Keep Your Hands, Feet, and Dart Guns to Yourself

Another one of my big challenges is the culture of violence that students bring into the school building with them. One of our universal rules housed under our Positive Behavior Intervention Support (PBIS) program is keeping one's hands and feet to one's self. Yet, all day I hear about kids who try to solve their problems with their hands instead of their heads. Fourth grade students bring in dart guns and BB guns to school. The police get called to take a student home after he throws a table in the lunch room. Middle school girls fight each other on the bus loop. Kids Hulk out and fling chairs across my office. What gives?

 I think the problem exists at two levels. First, students are told at home and on the streets to defend themselves. If I had a dollar for every time I've heard a student say, "My [mom, dad, brother, uncle, etc. etc. ad. nauseum] told me that if someone hits me, I hit them back," Boyfriend and I would be touring the UK this summer. Students learn from their families, the media, and their communities that it's okay to use violence to solve your problems. Did you ever see the Coyote trying to talk out his differences with the Roadrunner? Negative, and look where it got him.

Second, my students lack the necessary coping and problem-solving skills to resolve conflicts more effectively. These kids are reactive and rely on instinct because their culture has made them. They act without thinking nine times out of ten, which usually ends them up in hot water. We'd be adding Germany to our summer vacation if I had a dollar for every time I recite the following mantra with a student: "If he puts his hands on you and you don't hit back, who's going to get in trouble?
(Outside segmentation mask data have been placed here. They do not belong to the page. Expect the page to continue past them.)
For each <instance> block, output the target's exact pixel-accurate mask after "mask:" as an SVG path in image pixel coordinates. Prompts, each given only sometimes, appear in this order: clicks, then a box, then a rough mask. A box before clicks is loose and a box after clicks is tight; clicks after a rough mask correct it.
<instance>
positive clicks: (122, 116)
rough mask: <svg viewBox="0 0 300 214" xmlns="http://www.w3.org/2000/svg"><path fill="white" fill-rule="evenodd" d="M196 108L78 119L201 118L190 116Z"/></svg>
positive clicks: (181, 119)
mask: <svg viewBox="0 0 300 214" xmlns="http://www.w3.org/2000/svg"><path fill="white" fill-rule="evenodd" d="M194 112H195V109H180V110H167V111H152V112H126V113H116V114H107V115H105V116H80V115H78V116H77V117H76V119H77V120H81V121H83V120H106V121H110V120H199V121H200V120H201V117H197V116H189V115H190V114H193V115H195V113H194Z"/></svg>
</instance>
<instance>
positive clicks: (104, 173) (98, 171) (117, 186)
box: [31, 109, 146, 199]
But if you put your hands back on him, then who will get in trouble?" (Seriously. I can say with complete surety that I have said this at least one 95% of the days we've been in school. The other 5% is when I'm sitting in CSE meetings).

So what to do? Do I open up a School Psychologist Meditation Center where we can all be in peaceful bliss, poised in yoga asanas, chanting my mantra? Not likely, though that would be quite relaxing (I would nap). You have to start small, by encouraging and rewarding instances of positive conflict resolution and teaching the skills needed to make appropriate decisions. Easier said than done, however. You can teach and model and roleplay for 30 minutes every day, but Ronnie might still walk out of the building and jump someone on the way home. We can't change how they react outside the school building, but we have to do our best to reinvent how they behave inside it.

Any suggestions, tips, etc that have worked for others on this topic would be greatly appreciated!